We left the area, driving slowly but steady out to the main road among the almost nonexistent traffic. She tapped me by the shoulder and asked me to stroll around the city for awhile. There’s nothing wrong with taking a ride, and I felt like maybe I need some midnight air too.
“Just felt like seeing the sceneries one last time” She whispered under the dark reflection of the driver’s seat mirror. So we drove around the city, aimlessly for quite some time. No small talks, no glances, just the sound of the engine revving accompanied by the late night talk shows and soothing music played along the breaks and interventions. We’re at the part of the town that was ‘asleep’ in. In the morning it would be bustling with businessmen, workers and traffic. A congested mess of people obliviously living their own world.
It was 1:40 when she spoke again. “Are you okay with just strolling around?”
Not sure how to respond to that. She’s paying, and it’s not like there’s any other visible customer around. It’s almost 2 in the dead of the night, in the middle of the city. I replied the best and shortest way I could. A simple ‘no’. It wasn’t the like of me to strike up a conversation but as a driver, I have come up with a habit to just blurt out with random, generic questions.
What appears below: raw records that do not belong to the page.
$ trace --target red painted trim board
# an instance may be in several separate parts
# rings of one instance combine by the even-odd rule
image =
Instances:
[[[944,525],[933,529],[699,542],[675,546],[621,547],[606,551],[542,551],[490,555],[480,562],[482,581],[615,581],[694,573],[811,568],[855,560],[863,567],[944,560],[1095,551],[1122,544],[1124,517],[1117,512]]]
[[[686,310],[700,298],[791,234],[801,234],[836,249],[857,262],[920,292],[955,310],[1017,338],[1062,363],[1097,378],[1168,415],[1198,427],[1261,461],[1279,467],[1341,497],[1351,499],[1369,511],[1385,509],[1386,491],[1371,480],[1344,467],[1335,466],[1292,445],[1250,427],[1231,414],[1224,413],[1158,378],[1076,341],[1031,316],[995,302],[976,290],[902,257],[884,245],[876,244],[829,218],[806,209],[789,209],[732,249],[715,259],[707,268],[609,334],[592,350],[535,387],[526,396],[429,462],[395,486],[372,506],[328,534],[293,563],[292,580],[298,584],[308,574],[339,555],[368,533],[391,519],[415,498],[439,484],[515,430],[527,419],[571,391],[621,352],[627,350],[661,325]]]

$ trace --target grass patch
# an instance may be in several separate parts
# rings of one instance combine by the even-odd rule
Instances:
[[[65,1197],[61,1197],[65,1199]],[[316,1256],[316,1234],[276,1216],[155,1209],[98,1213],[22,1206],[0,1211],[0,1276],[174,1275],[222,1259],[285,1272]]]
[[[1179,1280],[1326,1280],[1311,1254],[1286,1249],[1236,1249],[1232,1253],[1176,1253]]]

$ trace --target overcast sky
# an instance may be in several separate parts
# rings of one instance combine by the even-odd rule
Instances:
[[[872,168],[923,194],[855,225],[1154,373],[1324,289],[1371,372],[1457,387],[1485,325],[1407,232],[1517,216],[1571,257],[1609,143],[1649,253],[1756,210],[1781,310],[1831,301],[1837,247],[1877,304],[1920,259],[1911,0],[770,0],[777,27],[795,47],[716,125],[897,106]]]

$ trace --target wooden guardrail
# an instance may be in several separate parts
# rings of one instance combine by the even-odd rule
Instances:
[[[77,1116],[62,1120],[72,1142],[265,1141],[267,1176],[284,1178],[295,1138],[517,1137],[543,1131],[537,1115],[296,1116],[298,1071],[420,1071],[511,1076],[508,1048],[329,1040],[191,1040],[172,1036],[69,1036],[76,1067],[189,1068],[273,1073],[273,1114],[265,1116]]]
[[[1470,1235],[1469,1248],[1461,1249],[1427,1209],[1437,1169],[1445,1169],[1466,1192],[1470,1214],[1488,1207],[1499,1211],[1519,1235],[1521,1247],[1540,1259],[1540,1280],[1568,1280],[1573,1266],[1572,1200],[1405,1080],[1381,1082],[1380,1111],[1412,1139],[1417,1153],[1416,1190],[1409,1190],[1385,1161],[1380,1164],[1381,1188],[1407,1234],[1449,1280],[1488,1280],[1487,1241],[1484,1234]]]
“Had fun just now” I glanced on the window back to see a reaction. She smiled, with a little dimple on one side. Just one. That cute little imperfection that would captures anyone ever had the pleasure of seeing it.
“We had a farewell party” “It was for me” she continued. “I have a flight tomorrow and I feel like saying a proper, happy goodbye”
“I see, for work? Or are you still studying?” I replied. “No” She stared long into the distance and suddenly, her eyes were glistening from the flashes of passing streetlights.
“I’m actually going for an operation” She said, taking her view away from the mirror. I could sense from her voice she’s holding herself from bursting into tears. I kept quiet for I had never been in such a situation.
“It’s for my heart. They said I have little chance of surviving but they didn’t give up. There’s a new technique somewhere in Europe” She held back a little and shut her eyes. She took a deep breath and smiles. “I told my friends I’m going for a trip”
“I just didn’t tell them that the destination is heaven” She laughed.
And in the darkest of nights, I find myself tearing up. The air turned colder and silence soon overtakes the room again. That night, I sent her home with a heavy heart and it kills me as the way she talks as if she had lost hope of it. I couldn’t, for the life of me to even drive properly. That was the first and last customer of the day. I went straight back home crying. And I never heard from her again.